Related issues:
https://github.com/longhorn/longhorn/issues/2629
Note:
- This is a refine version for match current behavior
- Using below command to restart kubelet
- systemctl restart k3s-agent
- systemctl restart rke2-agent
Case 1: Restart Volume Node Kubelet Immediately
- Create cluster with config of 1 etcd/control plane and 3 worker nodes.
- Deploy Longhorn on the cluster.
- Deploy a statefulSet with Longhorn volume.
- Write some data into the mount point and compute the md5sum.
- Restart the kubelet on the node where the statefulSet Pod is running
- The volume kept healthy
- Scale down then re-scale up the workload. Verify the existing data is correct.
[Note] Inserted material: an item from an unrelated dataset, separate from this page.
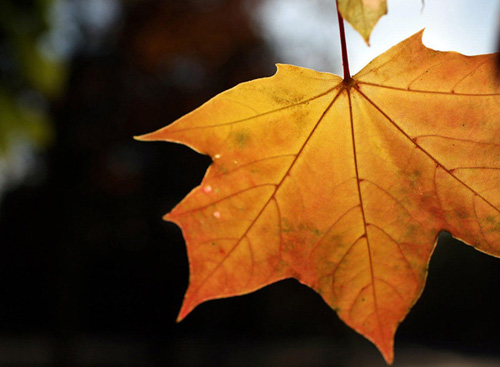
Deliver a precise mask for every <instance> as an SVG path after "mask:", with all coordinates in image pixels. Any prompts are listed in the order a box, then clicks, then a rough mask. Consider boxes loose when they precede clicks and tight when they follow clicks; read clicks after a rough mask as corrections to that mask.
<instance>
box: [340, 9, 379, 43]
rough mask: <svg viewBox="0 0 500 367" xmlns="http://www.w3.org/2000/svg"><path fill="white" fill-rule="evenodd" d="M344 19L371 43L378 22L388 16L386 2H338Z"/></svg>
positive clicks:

Case 2: Restart Volume Node Kubelet Immediately On Single node cluster
- Create a single node cluster.
- Follow the same steps and expected outcomes as in Case 1.
Case 3: Restart Volume Node Kubelet After Temporary Downtime
- Create cluster with config of 1 etcd/control plane and 3 worker nodes.
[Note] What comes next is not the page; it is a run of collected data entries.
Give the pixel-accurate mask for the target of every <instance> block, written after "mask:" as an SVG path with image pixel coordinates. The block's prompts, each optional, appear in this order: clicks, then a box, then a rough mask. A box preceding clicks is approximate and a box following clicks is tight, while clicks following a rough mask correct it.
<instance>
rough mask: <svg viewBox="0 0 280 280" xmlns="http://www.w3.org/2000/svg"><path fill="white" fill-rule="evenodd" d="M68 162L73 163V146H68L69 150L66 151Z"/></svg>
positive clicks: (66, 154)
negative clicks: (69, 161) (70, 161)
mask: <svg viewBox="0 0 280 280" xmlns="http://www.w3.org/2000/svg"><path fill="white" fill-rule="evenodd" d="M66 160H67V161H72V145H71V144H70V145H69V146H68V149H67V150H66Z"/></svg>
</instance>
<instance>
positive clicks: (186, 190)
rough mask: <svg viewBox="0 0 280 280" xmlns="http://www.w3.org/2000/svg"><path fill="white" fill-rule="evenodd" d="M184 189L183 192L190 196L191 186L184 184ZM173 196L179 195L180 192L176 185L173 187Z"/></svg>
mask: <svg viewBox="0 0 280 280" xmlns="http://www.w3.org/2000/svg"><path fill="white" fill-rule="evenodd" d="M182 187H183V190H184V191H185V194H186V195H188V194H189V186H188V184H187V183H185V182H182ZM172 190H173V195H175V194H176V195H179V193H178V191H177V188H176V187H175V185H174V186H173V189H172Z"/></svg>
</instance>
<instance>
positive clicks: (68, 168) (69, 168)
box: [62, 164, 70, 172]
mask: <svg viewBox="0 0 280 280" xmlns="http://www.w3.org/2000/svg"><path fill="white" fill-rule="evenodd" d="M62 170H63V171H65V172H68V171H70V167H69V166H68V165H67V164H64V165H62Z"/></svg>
- Deploy Longhorn on the cluster.
- Deploy a statefulSet with Longhorn volume.
- Write some data into the mount point and compute the md5sum.
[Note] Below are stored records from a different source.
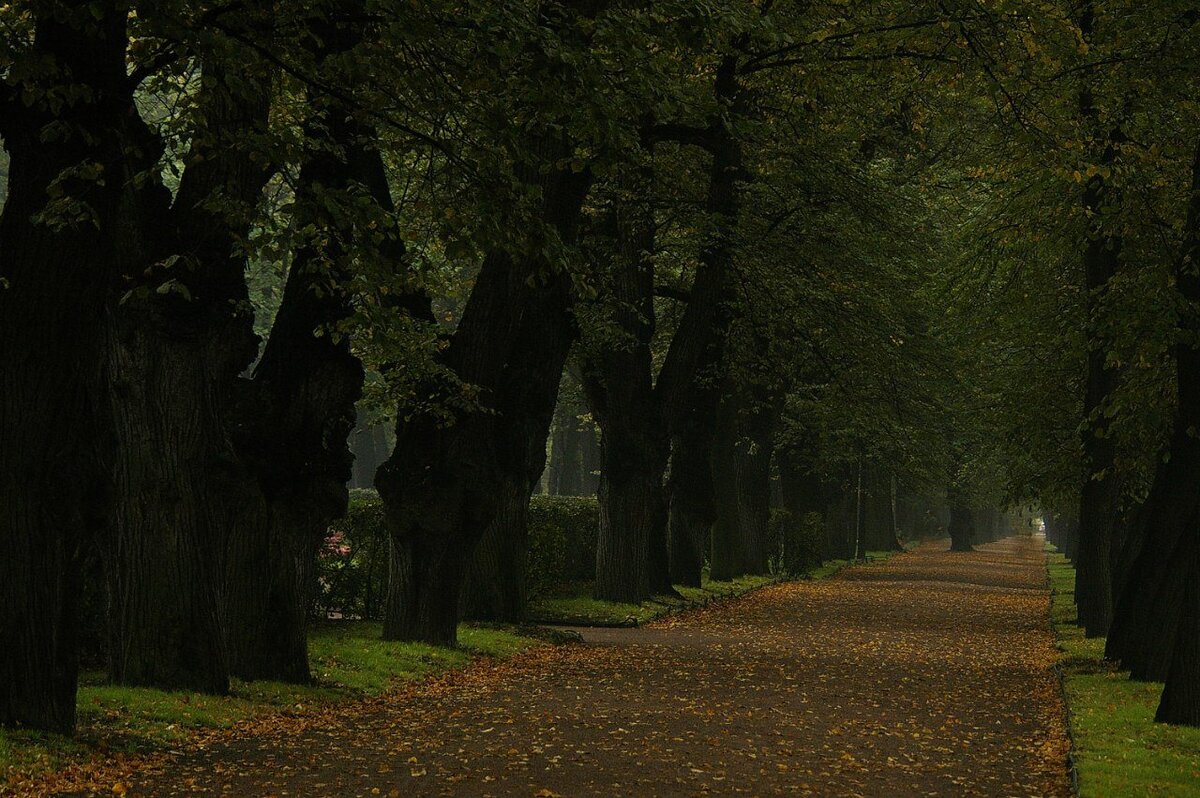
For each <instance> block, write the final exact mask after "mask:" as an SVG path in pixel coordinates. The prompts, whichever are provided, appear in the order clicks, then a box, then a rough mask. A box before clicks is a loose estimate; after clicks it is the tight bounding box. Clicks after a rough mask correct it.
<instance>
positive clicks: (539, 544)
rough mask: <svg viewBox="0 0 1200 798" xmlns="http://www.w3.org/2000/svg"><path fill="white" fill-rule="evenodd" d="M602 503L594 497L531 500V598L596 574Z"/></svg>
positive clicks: (576, 581) (527, 583)
mask: <svg viewBox="0 0 1200 798" xmlns="http://www.w3.org/2000/svg"><path fill="white" fill-rule="evenodd" d="M599 527H600V504H599V503H598V502H596V498H595V497H594V496H535V497H533V498H532V499H530V500H529V571H528V574H527V582H526V584H527V586H528V589H529V598H530V599H534V598H538V596H540V595H545V594H546V593H548V592H551V590H552V589H553V588H554V587H557V586H559V584H563V583H564V582H581V581H584V580H590V578H593V577H594V576H595V566H596V529H599Z"/></svg>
- Stop the kubelet on the node where the statefulSet Pod is running.
- Observe volume status changed.
- RWO volume become unknown.
- RWX volume become degraded.
- Start the kubelet stopped in step 6.
- Volume become healthy.
- Scale down then re-scale up the workload. Verify the existing data is correct.
Case 4: Restart Volume Node Kubelet After Temporary Downtime On Single node cluster
- Create a single node cluster.
- Follow the same steps and expected outcomes as in Case 3, except that in step 6 the RWX volume transitions to a Detached state.